The Great Recession vs The Pandemic Recession

Zucman and his colleagues look back at economic history to see how different income groups fare in past recessions.

Zucman says it took four years for GDP to return to its pre-crisis level. It took ten years for half of the population to recover from the Great Recession. You had a huge discrepancy between how GDP was growing and how income was growing for most of the people.

Compare that to the economic downturn. It took 20 months for the 50 percent to get back to their pre-crisis income levels. It took the top half of the population to recover. Over the last year or so, it's been the poorer half of America that has been improving their position, with rising incomes helping push them closer to richer Americans.

Benefiting from a tight labor market and generous government benefits, the bottom 50 percent of the population had a 20 percent increase in disposable income. It wasn't something that had been done before. Pandemic-era government benefits were rolled back in 2022, but the poorer half of America has continued to see incomes grow faster than the top half of America due to a tight labor market.

The bottom 50 percent of income earners saw a 5.1% increase in their real incomes in the first quarter of 2022, according to Zucman's Real-Time Inequality tool. The majority of people saw an increase. The crash in the stock market and other asset markets led to a decline in the top ten percent and one percent.

In other words, the gap between rich and poor has been narrowing. In the past 40 years the bottom has seen very little income growth and the top has seen a lot of gains.

The White House jumped on the chance to highlight the gains for working class Americans when Zucman and his team first released their inequality focused GDP prototype earlier this year.

There's more to the wage surge for low income Americans. In a tight labor market, businesses have been forced to pay low-wage workers more, and they've been raising their prices to cover growing labor costs, which is one of the reasons why inflation has been increasing. There is a tradeoff between inflation and a tight labor market.

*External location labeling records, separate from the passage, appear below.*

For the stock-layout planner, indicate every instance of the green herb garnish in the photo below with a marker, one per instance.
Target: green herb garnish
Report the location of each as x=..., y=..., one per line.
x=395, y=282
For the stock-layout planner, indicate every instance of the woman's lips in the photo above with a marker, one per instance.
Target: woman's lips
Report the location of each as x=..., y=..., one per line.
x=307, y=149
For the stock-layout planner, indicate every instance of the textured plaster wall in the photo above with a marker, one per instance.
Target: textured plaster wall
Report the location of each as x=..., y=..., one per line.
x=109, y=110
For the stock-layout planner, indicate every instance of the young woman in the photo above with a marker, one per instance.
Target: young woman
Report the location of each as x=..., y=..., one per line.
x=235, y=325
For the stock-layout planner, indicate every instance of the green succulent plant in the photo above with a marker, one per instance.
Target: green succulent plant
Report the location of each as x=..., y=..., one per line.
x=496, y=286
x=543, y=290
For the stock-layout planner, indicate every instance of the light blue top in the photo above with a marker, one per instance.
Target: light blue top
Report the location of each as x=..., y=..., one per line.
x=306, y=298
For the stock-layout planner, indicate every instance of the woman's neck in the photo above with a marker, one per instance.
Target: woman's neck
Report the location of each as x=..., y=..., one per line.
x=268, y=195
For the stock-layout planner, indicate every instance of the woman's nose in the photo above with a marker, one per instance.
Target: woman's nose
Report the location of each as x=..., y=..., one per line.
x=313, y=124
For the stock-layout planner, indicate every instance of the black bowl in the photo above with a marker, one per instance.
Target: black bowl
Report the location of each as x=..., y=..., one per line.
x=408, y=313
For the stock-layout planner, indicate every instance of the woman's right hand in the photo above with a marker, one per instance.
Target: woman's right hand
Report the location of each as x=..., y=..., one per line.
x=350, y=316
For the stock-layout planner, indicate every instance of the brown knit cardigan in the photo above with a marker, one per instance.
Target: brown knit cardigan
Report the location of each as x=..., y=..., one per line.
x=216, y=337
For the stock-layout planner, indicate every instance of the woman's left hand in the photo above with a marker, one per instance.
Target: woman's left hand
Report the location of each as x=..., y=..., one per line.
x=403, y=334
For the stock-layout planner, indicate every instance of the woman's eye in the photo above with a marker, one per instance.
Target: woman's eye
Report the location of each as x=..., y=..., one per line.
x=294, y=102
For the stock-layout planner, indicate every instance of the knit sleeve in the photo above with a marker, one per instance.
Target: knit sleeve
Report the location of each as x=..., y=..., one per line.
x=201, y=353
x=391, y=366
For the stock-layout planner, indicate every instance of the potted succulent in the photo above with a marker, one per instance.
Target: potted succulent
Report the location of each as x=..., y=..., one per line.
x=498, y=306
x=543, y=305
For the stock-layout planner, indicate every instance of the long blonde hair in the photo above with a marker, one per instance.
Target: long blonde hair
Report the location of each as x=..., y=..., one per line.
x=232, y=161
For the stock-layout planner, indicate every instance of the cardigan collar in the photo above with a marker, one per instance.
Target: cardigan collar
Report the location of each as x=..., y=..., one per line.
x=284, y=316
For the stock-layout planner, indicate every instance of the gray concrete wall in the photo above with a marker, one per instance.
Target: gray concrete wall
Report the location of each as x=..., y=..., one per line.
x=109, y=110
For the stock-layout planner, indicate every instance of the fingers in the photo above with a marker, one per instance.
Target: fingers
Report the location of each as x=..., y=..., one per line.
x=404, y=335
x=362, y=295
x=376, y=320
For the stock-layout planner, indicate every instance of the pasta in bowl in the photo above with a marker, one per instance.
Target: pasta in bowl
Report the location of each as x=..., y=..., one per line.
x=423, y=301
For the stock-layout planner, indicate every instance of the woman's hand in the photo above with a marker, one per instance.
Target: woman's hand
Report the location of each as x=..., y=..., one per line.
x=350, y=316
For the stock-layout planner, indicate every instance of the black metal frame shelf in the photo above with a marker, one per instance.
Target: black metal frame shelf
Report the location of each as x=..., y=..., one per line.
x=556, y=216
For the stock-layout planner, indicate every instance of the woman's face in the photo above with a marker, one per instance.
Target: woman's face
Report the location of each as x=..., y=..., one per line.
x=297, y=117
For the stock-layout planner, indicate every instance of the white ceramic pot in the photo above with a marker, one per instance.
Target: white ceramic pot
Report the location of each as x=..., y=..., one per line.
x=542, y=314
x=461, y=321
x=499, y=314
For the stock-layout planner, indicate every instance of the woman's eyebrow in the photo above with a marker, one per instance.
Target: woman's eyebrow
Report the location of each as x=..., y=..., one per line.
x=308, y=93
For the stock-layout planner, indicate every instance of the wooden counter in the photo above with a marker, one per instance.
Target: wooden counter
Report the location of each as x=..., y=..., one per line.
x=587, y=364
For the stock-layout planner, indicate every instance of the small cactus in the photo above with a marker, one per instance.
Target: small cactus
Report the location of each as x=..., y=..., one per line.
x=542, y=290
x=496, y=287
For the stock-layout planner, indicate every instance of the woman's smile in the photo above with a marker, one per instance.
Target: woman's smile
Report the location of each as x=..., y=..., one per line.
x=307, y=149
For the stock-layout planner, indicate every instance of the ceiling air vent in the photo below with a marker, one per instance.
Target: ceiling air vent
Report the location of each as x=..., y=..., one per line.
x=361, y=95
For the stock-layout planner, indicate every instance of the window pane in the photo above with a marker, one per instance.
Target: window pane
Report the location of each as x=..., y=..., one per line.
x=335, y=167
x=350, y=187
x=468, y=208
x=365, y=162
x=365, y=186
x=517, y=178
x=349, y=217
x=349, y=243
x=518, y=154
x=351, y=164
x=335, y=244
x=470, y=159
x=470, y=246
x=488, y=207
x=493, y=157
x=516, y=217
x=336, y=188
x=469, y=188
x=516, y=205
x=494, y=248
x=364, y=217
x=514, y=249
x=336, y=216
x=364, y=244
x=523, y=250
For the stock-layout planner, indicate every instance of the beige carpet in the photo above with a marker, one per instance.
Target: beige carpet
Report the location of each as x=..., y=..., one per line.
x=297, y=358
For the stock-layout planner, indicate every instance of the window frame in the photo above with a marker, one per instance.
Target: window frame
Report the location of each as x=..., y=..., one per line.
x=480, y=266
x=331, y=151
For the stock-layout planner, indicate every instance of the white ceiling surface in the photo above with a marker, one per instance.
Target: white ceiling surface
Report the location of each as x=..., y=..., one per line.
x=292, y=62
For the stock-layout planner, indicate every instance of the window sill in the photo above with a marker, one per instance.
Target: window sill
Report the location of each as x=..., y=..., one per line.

Zucman dislikes inflation like everyone else. Let's discuss if it's the price to pay for gains for groups that have been excluded from growth. I think the tool that we're trying to develop will allow for an informed debate about trade offs.

Where the wind is blowing is clear. The Federal Reserve is raising interest rates, which will end the bonanza for low income workers.

Simon Kuznets is also known for his contribution to GDP. He's well known for the Kuznets curve. According to data from the 1950s, it's an idea that as countries develop, inequality begins to decrease. If the past 40 years of American economic history is any indication, that is not a pipe dream.